Some choice reviews from the 2001 Edinburgh Fringe

In lieu of any new Edinburgh Fringe shows, we continue our journey back through the reviews of Chortle editor Steve Bennett, this time looking at some of the picks from 2001, when the Perrier was won by Garth Marenghi...

Fringe Time Machine 2001

Catherine Tate

This is character comedy at its best.

Edinburgh audiences had a taste of Catherine Tate's substantial talents in last year's Perrier-nominated Lee Mack show, where her gloriously rancid pensioner, especially, threatened to steal an already brilliant show

The good news is that the foul-mouthed geriatric makes a welcome return in this splendid collection of vignettes. The better news is that this hilarious creation isn't even the best thing in this delightful show.

That honour goes to the unabashed bitchy and drunken bride. Or perhaps to the randy nurse with the one-track mind.

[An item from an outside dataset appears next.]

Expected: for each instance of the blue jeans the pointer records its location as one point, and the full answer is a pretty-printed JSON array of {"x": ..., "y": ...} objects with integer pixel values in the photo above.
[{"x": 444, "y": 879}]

Or maybe the immensely irritating Essex girl squawking about the tedious minutae of her dull day.

No, there's so much to enjoy here, it's hard to pick out favourites. Each beautifully drawn creation is as believable and funny as the last, and every laugh true to the character.

And it's not all the gentle humour of observation. Some killer one-liners arise from these vitriolic and self-obsessed characters.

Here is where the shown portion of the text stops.